I put a metal plate with charge q above the capacitor.
Due to induction, the upper plate gets charge -q and the below plate gets charge q while the potential difference between the plates i.e. V is 0.
Hence, ## C = \frac q V = \frac q 0 = \infty ##.

The book gives the answer as ##\infty##.
You seem to labor under the impression that without stored charge and potential difference a capacitor does not have capacitance. That is not the case. As stated earlier, capacitance is a geometric property that does not depend on whether there is a charge on the capacitor or a potential difference between the conductors forming the capacitor. Capacitance is like mass or moment of inertia. An object does not need to accelerate in order to have mass or rotate in order to have moment of inertia.

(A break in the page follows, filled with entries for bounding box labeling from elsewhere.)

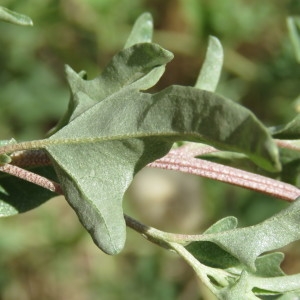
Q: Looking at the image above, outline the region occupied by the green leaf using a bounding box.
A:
[287,16,300,63]
[51,43,173,134]
[47,78,277,253]
[270,115,300,140]
[195,36,224,92]
[0,6,33,26]
[124,13,153,48]
[196,199,300,270]
[0,167,57,217]
[0,139,16,165]
[185,217,240,269]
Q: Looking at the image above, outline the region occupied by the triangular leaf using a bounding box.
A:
[51,43,173,134]
[201,199,300,270]
[47,81,277,253]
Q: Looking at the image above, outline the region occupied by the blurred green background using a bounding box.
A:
[0,0,300,300]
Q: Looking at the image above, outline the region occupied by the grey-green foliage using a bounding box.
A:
[0,10,300,299]
[186,199,300,299]
[46,15,280,254]
[0,14,280,254]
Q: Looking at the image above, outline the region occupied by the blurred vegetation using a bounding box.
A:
[0,0,300,300]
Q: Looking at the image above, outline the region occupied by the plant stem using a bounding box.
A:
[0,164,62,194]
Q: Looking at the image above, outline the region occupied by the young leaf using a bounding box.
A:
[287,16,300,63]
[0,6,33,26]
[270,115,300,140]
[195,36,224,92]
[124,13,153,48]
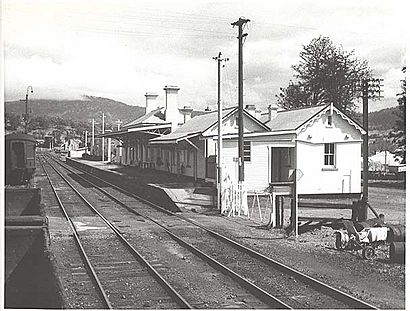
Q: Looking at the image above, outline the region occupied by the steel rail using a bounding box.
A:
[48,156,292,309]
[39,159,113,309]
[50,156,378,310]
[41,157,193,309]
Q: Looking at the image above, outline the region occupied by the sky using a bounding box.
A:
[2,0,408,111]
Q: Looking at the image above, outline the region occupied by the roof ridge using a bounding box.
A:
[278,104,330,113]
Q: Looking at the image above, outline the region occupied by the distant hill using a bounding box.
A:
[5,96,145,124]
[5,96,400,131]
[369,106,400,131]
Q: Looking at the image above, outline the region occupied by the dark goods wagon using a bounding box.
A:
[5,133,36,185]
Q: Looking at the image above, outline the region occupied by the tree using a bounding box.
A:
[277,36,371,112]
[392,67,406,163]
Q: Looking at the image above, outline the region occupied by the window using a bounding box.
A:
[327,116,333,126]
[325,144,335,166]
[243,141,251,162]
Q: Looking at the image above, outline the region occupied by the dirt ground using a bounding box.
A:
[196,187,406,309]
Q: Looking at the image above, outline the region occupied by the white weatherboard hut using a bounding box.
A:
[216,105,365,197]
[150,104,365,197]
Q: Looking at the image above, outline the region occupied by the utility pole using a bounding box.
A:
[231,17,250,183]
[91,118,95,155]
[101,112,105,162]
[115,119,122,131]
[212,52,229,210]
[359,79,383,221]
[20,85,33,134]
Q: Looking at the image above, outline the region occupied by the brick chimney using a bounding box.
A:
[268,105,278,121]
[145,92,158,114]
[179,106,194,124]
[245,105,256,117]
[255,109,262,120]
[164,85,179,132]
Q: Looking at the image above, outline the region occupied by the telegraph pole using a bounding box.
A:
[91,118,95,155]
[20,85,33,134]
[212,52,229,210]
[101,112,105,162]
[362,79,369,214]
[359,79,383,221]
[231,17,250,183]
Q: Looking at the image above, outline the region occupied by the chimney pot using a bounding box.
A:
[164,85,180,132]
[145,92,158,114]
[268,105,278,121]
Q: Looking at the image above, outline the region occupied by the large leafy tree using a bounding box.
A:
[392,67,406,163]
[277,36,371,112]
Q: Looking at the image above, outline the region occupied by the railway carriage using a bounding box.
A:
[5,133,36,185]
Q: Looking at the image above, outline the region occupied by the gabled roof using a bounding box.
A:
[265,104,366,134]
[151,108,236,142]
[123,108,168,128]
[265,105,328,131]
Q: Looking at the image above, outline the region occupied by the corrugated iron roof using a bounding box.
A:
[123,108,167,128]
[151,107,236,142]
[265,105,328,131]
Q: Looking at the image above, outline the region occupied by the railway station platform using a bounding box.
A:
[66,158,217,213]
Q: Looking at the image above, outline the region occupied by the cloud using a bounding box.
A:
[4,0,406,112]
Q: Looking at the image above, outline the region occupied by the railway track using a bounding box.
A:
[40,156,289,309]
[41,155,376,309]
[40,157,192,309]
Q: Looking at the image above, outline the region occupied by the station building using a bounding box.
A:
[99,86,365,197]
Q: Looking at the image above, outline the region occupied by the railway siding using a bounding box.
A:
[36,155,406,308]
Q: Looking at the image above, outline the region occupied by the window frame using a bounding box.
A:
[323,143,336,168]
[243,140,252,162]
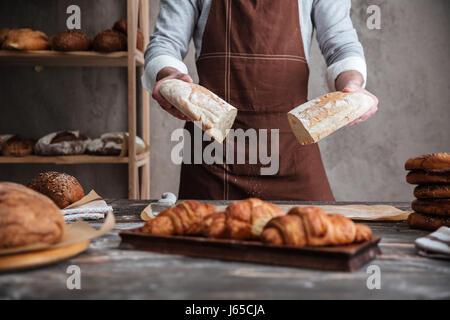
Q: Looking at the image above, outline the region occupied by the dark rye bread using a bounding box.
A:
[411,199,450,216]
[414,183,450,199]
[0,182,66,248]
[28,171,84,209]
[405,153,450,170]
[50,30,91,51]
[406,170,450,184]
[408,212,450,231]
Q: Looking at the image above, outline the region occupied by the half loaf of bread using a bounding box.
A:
[160,79,237,142]
[288,92,373,144]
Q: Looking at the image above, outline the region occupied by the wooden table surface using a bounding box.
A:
[0,200,450,299]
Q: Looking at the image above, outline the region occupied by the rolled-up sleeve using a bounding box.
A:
[142,0,199,91]
[312,0,367,91]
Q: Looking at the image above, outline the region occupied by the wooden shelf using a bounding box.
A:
[0,152,149,166]
[0,50,144,67]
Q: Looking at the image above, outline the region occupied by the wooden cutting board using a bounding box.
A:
[119,229,381,271]
[0,240,89,272]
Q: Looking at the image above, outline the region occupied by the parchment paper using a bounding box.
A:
[217,204,411,221]
[0,213,116,256]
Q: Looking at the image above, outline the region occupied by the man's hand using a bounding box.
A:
[152,67,193,121]
[336,71,378,126]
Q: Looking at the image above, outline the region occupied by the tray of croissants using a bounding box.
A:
[119,198,381,271]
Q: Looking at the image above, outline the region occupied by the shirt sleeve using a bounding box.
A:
[311,0,367,91]
[141,0,200,91]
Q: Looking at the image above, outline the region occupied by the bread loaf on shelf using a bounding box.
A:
[160,79,237,142]
[34,131,90,156]
[288,92,373,145]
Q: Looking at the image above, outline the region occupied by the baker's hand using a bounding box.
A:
[152,67,193,121]
[336,71,378,126]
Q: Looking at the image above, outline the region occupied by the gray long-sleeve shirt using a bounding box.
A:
[142,0,367,91]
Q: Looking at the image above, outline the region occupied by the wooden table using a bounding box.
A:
[0,200,450,299]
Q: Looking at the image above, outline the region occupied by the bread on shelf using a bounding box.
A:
[288,92,374,145]
[2,29,49,51]
[1,135,36,157]
[34,131,90,156]
[28,171,84,209]
[160,79,237,142]
[50,30,91,51]
[0,182,66,248]
[86,132,147,157]
[92,30,127,53]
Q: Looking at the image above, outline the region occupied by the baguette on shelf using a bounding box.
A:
[288,92,373,145]
[160,79,237,142]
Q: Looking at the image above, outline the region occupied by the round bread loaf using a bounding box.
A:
[0,182,66,248]
[0,28,11,47]
[92,30,127,53]
[405,153,450,170]
[28,171,84,209]
[411,199,450,216]
[34,131,90,156]
[406,170,450,184]
[2,29,49,50]
[414,183,450,199]
[51,30,91,51]
[2,135,36,157]
[408,212,450,231]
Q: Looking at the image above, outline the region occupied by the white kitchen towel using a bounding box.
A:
[61,200,113,221]
[415,227,450,259]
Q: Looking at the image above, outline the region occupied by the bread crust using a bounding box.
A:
[414,183,450,199]
[411,199,450,216]
[405,153,450,170]
[92,30,127,53]
[406,170,450,184]
[28,171,84,209]
[0,182,66,248]
[2,29,49,51]
[51,30,91,51]
[408,212,450,231]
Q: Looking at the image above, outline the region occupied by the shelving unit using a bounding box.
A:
[0,0,150,199]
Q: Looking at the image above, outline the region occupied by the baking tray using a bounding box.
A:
[119,228,381,271]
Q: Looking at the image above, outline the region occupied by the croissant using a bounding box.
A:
[202,198,283,240]
[142,200,216,236]
[261,207,372,247]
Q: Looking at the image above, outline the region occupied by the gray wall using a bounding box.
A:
[0,0,450,201]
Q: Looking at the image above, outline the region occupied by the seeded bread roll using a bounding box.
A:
[405,153,450,170]
[0,182,66,248]
[408,212,450,231]
[50,30,91,51]
[159,79,237,142]
[414,183,450,199]
[406,170,450,184]
[411,199,450,216]
[2,29,49,51]
[28,171,84,209]
[288,92,373,145]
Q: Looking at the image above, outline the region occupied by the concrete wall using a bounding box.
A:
[0,0,450,201]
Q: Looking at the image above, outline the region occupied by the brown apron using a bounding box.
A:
[179,0,334,201]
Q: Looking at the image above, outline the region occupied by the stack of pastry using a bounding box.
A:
[405,153,450,230]
[142,198,372,247]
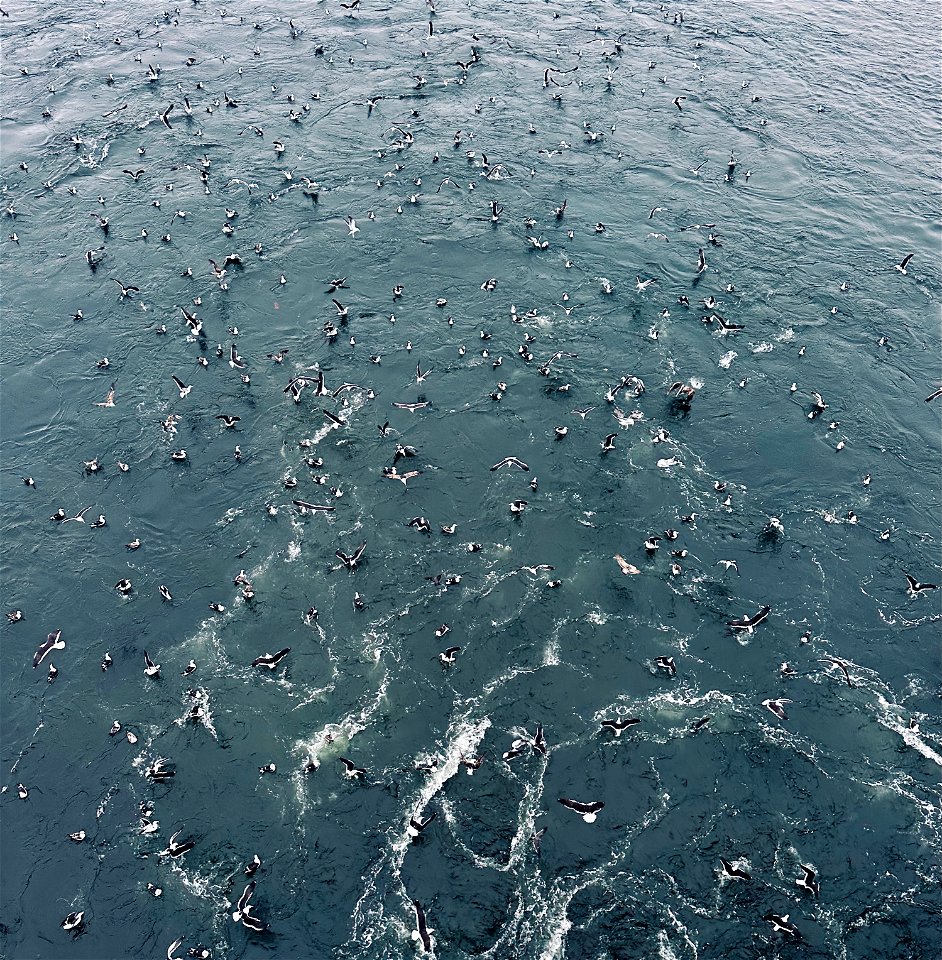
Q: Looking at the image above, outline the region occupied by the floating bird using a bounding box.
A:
[61,910,85,930]
[144,650,160,679]
[762,913,801,937]
[720,857,752,880]
[726,606,772,633]
[334,540,366,570]
[762,698,792,720]
[903,573,939,597]
[559,797,605,823]
[406,811,435,840]
[33,630,65,670]
[337,757,366,780]
[252,647,291,670]
[786,864,821,896]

For example, the capacitance of a parallel plate capacitor is (approximately) ##C=\frac{\epsilon_0 A}{d}## and there is no ##Q## or ##V## in the expression. However, to get that expression one has to perform a thought experiment that can be found in any introductory textbook.
1. Charge ##Q## is removed from one conductor forming the capacitor and placed on the other.
2. The potential difference ##V## is measured or calculated between the two conductors.
3. The capacitance is the ratio ##Q/V##.
This cannot happen with the "Z"-shaped conductor that you have. If you start with no charge on it and move ##+Q## from the top of the "Z" to the bottom, you will create a potential difference between top and bottom and the charge will go back where it came from. However, the "Z"-shaped piece and the other plate above it do form a capacitor and you can find its capacitance using the procedure outlined above. Or you can consider the "Z"-shaped alone, bring some charge from infinity and put it on then find the capacitance relative to infinity as mentioned earlier.

Pushoam
Pushoam
The capacitance of a simple 2-plate capacitor is (using the usual symbols) ##C = \frac {\epsilon_r\epsilon_0 A}d## where ##\epsilon_r## is the relative permittivity (dielectric constant) of the material between the plates. For a perfect conductor, ##\epsilon_r=∞## which is, essentially, why the book answer is ##C=∞##.
I understood that this is what my book meant and after the insertion of the metal plate P, the parallel plate capacitor becomes a "z" shape piece of conductor and its capacitance has to be found assuming its other part at infinity.
Thanks to all.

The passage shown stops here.